La musique ça s’écoute, mais parfois ça se regarde aussi. Chaque semaine, La Face a vous sélectionne les clips qui ont fait vibrer ses yeux et ses oreilles. Sans plus attendre, la première partie de la sélection numéro cent trois des clips de la semaine.
Kids Return – Orange Mountains
Ils se sont rencontrés à l’âge tendre de 13 ans, Ils ont depuis rêvés ensemble, grandis ensemble, et composent maintenant ensemble. Un binôme lié comme deux frères, portés par l’innocence de l’enfance et la nostalgie douce-amère tel le film du réalisateur Takeshi Kitano dont ils empruntent le nom. Kids Return nous offre aujourd’hui un moment de grâce dans leurs montagnes des Pyrénées, là où le morceau Orange Mountains fut composé. Il est ouvert par des clavecins ultra mélodiques qui ne sont pas sans rappelés ceux de Michel Berger, puis porté par des harmonies masculines et féminines. Quête de l’amour de deux amis, entre coeur brisé et soutien infaillible.
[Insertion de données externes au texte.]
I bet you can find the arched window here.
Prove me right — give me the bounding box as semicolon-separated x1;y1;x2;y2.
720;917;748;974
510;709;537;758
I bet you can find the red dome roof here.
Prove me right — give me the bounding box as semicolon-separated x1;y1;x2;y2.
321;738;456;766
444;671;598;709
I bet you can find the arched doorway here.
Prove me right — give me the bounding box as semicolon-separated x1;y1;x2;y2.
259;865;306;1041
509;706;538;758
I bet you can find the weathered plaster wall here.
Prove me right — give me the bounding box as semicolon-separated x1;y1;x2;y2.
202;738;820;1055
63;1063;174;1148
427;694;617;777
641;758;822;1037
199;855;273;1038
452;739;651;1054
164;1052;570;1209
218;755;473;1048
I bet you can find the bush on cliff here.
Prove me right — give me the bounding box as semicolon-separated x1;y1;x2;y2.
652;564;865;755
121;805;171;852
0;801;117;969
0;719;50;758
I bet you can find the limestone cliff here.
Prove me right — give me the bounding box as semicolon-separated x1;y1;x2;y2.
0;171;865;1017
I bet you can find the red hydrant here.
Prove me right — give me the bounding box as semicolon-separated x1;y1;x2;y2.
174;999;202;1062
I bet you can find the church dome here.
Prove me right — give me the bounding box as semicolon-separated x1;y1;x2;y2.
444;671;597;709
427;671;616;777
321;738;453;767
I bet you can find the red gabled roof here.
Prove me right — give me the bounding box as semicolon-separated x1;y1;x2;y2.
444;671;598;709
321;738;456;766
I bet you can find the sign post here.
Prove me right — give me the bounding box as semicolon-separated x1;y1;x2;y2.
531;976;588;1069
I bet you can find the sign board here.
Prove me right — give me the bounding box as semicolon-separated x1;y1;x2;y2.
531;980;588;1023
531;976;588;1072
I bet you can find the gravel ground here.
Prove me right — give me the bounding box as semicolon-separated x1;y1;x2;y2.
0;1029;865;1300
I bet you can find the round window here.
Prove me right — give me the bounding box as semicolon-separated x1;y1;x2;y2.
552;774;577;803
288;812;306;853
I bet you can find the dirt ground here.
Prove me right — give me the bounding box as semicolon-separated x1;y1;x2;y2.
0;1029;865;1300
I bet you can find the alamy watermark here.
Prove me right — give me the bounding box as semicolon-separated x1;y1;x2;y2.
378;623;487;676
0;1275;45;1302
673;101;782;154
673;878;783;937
Un voyage initiatique qui se conclura par une fuite en avant. Filmé à la pellicule et éclairé à la bougie, il se dégage une ambiance de rêverie rétro qui sied à merveille aux visages hors du temps du duo. Une mélodie charmante poussée avec grâce par une instrumentale céleste. Kids Return est définitivement au sommet de sa Montagne.
Benjamin Cotto – Marilou
Benjamin Cotto, le deuxième protagoniste du duo Lilly Wood and The Prick laisse de côté les synthés dansant pour se réinventer en crooner. Il nous fait aujourd’hui la surprise de sortir un premier EP en solitaire : Bleu. Des chansons dans lesquelles se mêlent toutes les nuances de sentiments, portées par le ton grave de Benjamin. Deuxième single sorti, Marilou est le petit bijou de tendresse et de poésie que nous offre l’EP. S’ouvrant sur des chœurs planant, Benjamin pose son timbre sensuel avant de s’abandonner à des envolées rêveuses. Les harmonies se mêlent aux synthés célestes pour un morceau tout en intensité. Un crescendo qui voltige avec grâce pour représenter cet élan d’amour. Alternant première personne du singulier et du pluriel, on se perd dans les protagonistes auxquels sont dédiés la chanson… Marie, Lou ou Marilou, le mystère restera entier. Histoire de nous faire fondre encore un peu plus, le clip est illustré par les vidéos vintage d’une sortie en mer, et plus particulièrement d’une petite fille rayonnante. Entre nostalgie amère, tendresse absolue, et rêve hors du temps, le morceau est un pur moment de grâce.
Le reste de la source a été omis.